Dr Wayne Harrison

The '2 Sigma Problem' and EdTech: Scrutinising the Evidence for Impact

I am seeing more posts about the impact of AI in education and how this will transform learning. Silicon Valley appear to be referencing ‘The 2 Sigma Problem’ from a study by the educational researcher Benjamin Bloom (1) with the AI advances over the last 12 months. The problem stems from the observation that students who are tutored one-on-one using mastery learning techniques perform much better than students who learn via conventional instructional methods. Bloom found that the average tutored student performed better than about 98% of the students in the traditional learning setting. This difference in performance is referred to as the "two sigma" advantage, as it represents two standard deviations on a normal distribution curve. This fancy language comes from a long, detailed and rich history of scientific enquiry, where it has been noticed, in countless observations across all of nature (it started with counting stars) that events with single causes tend to happen in the same clumped pattern around an average. We know if something funny is happening if it happens outside this pattern. 

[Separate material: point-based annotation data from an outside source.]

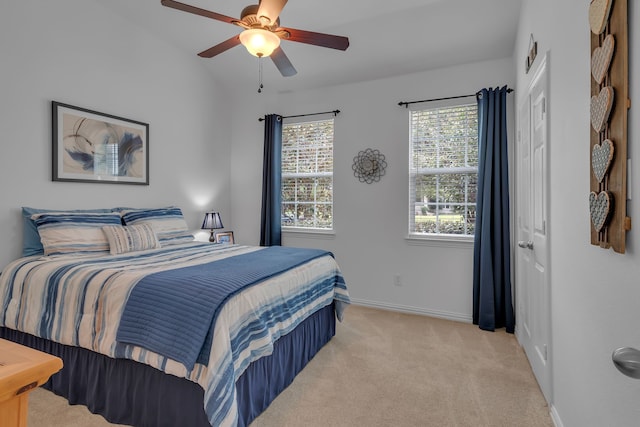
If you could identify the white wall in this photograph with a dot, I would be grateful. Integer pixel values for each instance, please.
(595, 293)
(371, 221)
(76, 52)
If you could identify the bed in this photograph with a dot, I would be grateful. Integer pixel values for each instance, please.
(155, 329)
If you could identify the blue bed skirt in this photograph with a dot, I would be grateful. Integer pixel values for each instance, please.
(128, 392)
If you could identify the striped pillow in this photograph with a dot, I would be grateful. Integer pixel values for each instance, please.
(74, 233)
(168, 224)
(130, 238)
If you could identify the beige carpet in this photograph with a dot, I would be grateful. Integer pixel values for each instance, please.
(387, 369)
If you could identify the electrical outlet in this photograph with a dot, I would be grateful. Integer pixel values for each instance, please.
(397, 280)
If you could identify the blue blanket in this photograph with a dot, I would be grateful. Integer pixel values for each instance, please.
(173, 312)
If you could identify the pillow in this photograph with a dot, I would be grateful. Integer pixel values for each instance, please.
(73, 232)
(123, 239)
(168, 224)
(31, 244)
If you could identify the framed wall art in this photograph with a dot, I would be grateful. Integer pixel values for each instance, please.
(224, 237)
(89, 146)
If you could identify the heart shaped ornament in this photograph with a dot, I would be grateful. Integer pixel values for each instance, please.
(600, 208)
(601, 58)
(599, 15)
(601, 108)
(601, 157)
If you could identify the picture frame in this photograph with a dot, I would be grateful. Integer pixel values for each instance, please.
(225, 237)
(89, 146)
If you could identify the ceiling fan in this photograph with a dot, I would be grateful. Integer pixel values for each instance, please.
(262, 33)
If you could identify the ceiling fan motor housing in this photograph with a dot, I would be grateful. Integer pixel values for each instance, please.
(249, 16)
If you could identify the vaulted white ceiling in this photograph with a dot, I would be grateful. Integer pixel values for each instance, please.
(387, 38)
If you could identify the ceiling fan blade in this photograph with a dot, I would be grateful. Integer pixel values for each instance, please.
(219, 48)
(317, 39)
(198, 11)
(270, 9)
(282, 63)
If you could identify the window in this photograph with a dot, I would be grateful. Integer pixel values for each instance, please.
(307, 175)
(443, 168)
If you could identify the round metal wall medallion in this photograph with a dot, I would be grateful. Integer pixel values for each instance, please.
(369, 165)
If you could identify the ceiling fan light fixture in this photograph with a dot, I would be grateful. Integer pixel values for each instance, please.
(259, 42)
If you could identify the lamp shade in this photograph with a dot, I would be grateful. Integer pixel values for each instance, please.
(259, 42)
(212, 221)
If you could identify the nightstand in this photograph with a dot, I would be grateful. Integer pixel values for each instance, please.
(21, 370)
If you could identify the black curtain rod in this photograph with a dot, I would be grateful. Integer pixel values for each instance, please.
(335, 113)
(406, 103)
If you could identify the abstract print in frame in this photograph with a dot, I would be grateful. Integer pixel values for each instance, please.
(89, 146)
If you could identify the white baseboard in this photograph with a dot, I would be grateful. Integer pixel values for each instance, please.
(413, 310)
(555, 417)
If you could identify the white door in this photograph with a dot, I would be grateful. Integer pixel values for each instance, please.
(533, 320)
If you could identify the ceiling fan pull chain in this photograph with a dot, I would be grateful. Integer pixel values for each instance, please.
(260, 86)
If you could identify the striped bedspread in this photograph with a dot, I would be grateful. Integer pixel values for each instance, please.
(79, 301)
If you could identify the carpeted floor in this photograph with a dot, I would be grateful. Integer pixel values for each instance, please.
(387, 369)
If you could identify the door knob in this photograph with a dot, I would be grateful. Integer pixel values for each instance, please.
(627, 360)
(527, 245)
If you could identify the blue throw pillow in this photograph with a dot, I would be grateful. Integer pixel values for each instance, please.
(31, 244)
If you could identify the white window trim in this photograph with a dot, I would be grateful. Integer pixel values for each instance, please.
(311, 231)
(432, 239)
(317, 233)
(440, 240)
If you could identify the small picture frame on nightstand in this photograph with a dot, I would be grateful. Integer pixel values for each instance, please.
(224, 237)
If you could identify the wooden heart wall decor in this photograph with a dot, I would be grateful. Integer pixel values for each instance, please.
(600, 208)
(608, 111)
(601, 157)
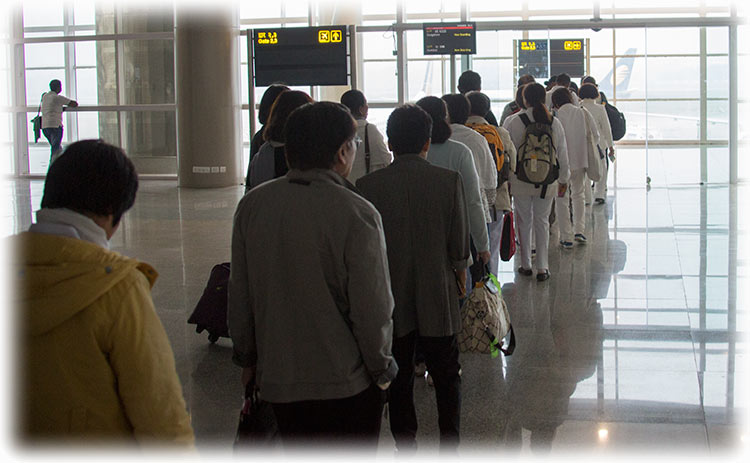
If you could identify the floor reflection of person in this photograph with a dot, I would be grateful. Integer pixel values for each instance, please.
(562, 346)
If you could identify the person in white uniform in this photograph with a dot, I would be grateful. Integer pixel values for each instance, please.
(459, 110)
(372, 154)
(589, 99)
(577, 122)
(52, 108)
(531, 209)
(479, 105)
(563, 81)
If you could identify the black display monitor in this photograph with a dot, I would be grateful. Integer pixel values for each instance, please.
(450, 38)
(533, 58)
(301, 56)
(567, 56)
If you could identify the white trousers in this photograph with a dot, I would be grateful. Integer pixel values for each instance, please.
(533, 212)
(600, 188)
(576, 192)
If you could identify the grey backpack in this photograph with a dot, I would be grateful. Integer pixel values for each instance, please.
(537, 157)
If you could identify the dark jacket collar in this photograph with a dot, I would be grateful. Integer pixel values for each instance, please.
(306, 177)
(408, 158)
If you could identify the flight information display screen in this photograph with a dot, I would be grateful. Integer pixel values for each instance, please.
(301, 56)
(533, 58)
(450, 38)
(567, 55)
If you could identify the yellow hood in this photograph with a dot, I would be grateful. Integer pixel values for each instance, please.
(55, 277)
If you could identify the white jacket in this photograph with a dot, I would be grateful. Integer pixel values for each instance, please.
(484, 162)
(379, 155)
(602, 122)
(572, 118)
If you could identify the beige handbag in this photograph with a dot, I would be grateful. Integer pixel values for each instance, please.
(486, 320)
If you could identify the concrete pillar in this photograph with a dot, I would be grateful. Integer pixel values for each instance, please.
(207, 71)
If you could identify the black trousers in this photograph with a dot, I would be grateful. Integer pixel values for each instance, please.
(349, 421)
(441, 357)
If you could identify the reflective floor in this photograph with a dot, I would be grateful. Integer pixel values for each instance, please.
(635, 344)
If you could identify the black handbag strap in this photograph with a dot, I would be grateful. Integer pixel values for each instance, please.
(367, 150)
(511, 343)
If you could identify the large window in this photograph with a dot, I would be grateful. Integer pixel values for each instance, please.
(672, 83)
(125, 85)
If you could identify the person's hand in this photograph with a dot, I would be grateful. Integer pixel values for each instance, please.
(248, 375)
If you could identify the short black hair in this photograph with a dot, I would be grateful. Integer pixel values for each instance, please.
(91, 176)
(563, 79)
(267, 100)
(588, 80)
(282, 107)
(409, 128)
(526, 79)
(354, 100)
(588, 91)
(468, 81)
(435, 107)
(315, 132)
(519, 96)
(479, 103)
(560, 97)
(459, 107)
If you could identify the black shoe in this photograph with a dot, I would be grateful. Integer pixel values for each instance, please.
(525, 271)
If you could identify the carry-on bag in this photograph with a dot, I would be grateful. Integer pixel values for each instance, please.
(485, 320)
(210, 313)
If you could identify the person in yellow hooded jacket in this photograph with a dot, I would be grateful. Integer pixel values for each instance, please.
(94, 359)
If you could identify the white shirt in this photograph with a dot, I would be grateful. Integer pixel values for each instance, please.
(480, 150)
(379, 155)
(508, 147)
(64, 222)
(548, 101)
(602, 122)
(517, 129)
(573, 121)
(52, 105)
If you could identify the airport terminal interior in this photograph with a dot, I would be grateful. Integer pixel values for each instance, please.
(636, 344)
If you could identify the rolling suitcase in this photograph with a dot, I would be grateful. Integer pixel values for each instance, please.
(210, 313)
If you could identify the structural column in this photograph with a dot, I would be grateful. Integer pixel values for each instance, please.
(207, 91)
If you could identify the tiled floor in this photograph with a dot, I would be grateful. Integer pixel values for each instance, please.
(636, 344)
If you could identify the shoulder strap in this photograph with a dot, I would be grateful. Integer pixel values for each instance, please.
(367, 150)
(39, 109)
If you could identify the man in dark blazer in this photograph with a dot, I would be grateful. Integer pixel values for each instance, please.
(426, 227)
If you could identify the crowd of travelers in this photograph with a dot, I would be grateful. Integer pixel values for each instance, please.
(383, 228)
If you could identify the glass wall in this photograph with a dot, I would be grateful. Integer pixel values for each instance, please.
(671, 83)
(124, 83)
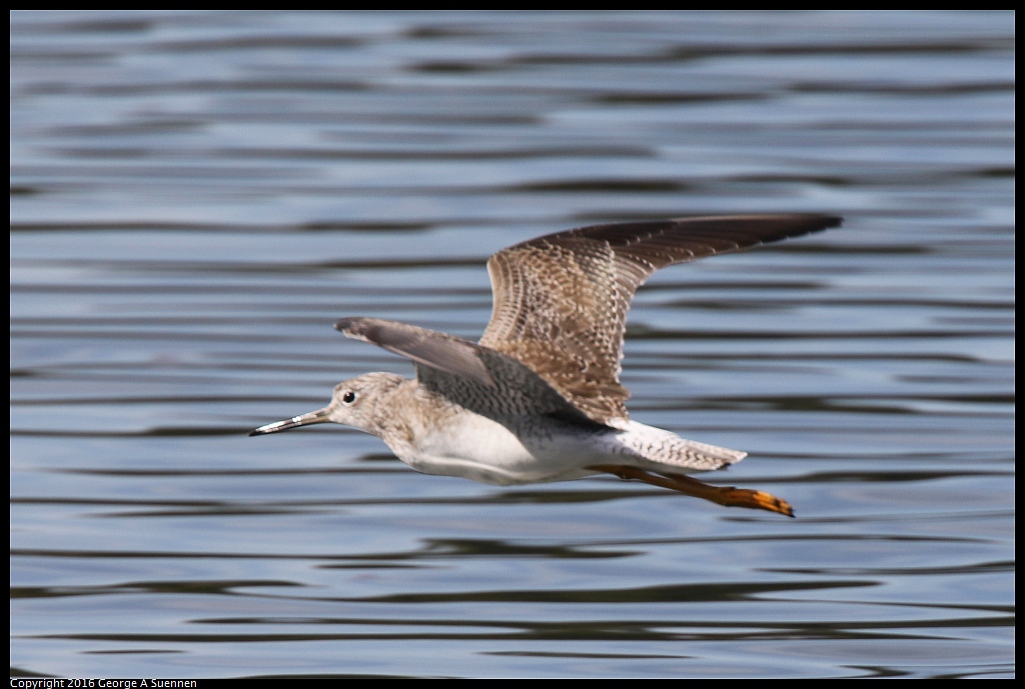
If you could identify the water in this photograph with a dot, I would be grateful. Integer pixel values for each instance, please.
(197, 197)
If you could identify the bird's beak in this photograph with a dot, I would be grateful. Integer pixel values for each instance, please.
(319, 416)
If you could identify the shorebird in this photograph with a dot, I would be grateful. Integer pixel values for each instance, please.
(538, 398)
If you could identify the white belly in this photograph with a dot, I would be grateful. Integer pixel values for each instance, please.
(484, 450)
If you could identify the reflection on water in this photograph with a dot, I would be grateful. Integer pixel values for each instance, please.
(196, 198)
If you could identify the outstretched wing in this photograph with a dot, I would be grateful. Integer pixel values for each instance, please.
(561, 300)
(469, 374)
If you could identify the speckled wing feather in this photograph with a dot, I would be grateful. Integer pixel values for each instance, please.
(561, 300)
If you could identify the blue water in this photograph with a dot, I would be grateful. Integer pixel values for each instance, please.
(197, 197)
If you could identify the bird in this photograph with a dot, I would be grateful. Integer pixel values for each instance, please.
(538, 398)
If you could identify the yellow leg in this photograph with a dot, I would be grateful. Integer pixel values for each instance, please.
(726, 495)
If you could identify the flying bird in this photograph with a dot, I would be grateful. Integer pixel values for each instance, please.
(538, 398)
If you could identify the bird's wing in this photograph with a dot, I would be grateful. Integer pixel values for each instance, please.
(561, 300)
(469, 374)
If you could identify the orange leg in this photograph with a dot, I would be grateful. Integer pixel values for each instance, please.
(726, 495)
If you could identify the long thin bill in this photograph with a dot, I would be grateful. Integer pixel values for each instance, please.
(319, 416)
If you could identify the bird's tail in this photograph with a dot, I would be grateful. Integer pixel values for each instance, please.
(670, 451)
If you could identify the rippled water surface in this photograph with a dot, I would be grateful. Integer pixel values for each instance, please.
(196, 198)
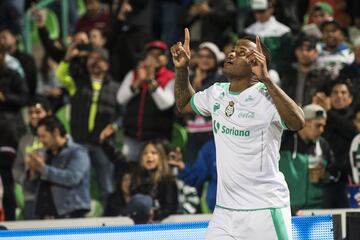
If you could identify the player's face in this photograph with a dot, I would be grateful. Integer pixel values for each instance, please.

The purpose of this short blog is not to address the methodological challenges with effectiveness studies when scaled, as this needs to be covered in greater depth when considering the 2 Sigma Problem. I will be tackling this over the summer as I believe we need to take a step back to consider the basic concepts in testing the effectiveness of any type of educational intervention. I think we can all relate the following example from our early childhoods. 

Try to remember being back in primary school, as you eagerly prepare for a simple yet fascinating science experiment. Your teacher introduces the concept of fair tests and variables by having you and your classmates grow two sets of bean plants. To determine the impact of sunlight on plant growth, you place one set near the window where they receive ample sunlight, while the other set is tucked away in a dark corner of the classroom. By carefully monitoring and comparing the growth of these two sets of plants, your young mind begins to grasp the importance of using a comparator in research. This early exposure to experimental design not only sparks your curiosity but also lays the groundwork for understanding the significance of robust evidence in education and beyond. 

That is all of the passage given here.